31-MAR-2006
Goat, Shuhe, China, 2006
One goat. Many tether poles. It is an incongruous situation, made coherent by the use of layers. A foreground layer holds a tether pole. It serves as an entry point into the image. It draws us to the one holding the lonely goat – the primary subject layer in this image. A sea of tether poles and piles of hay comprise the next layer, while the buildings of the farm, one of them build in traditional style, makes up the final layer. A twisting path of straw carries us from layer to layer, each one adding incongruous scale context to the sole goat.
02-APR-2006
Shadow play, Baisha, China, 2006
A farmer returns from an early morning stick harvest, followed by his shadow.
In this image, the layers move from bottom to top. The bottom layer of this stack is a wall forming a roadway for the farmer. The middle layer gives us farmer and the incongruous shadow. Because of the early morning light, the shadow incongruously lags far behind.

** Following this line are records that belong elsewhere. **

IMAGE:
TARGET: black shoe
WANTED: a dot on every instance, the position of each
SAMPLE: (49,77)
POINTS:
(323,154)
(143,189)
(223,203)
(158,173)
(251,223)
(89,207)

The top layer is decorative crown for the image. The man carries a load of sticks, and giant sticks mimic his pace from the top of the building. The curving roof embellishments seem to echo the forward thrust of the farmer’s leg, as well.
28-MAR-2006
Wreath, Chiang Kai-Shek Memorial Hall, Taipei, Taiwan, 2006
Modeled after the Lincoln Memorial in Washington, DC, the CKS Memorial features an enormous seated statue of the Chinese Nationalist leader. I used the statue as a softly focused background layer. The foreground layer is my primary layer. It features a wreath left in his honor. I moved in for a close up of its ribbons and delicate flowers, leaving only a small space for the background layer to show through.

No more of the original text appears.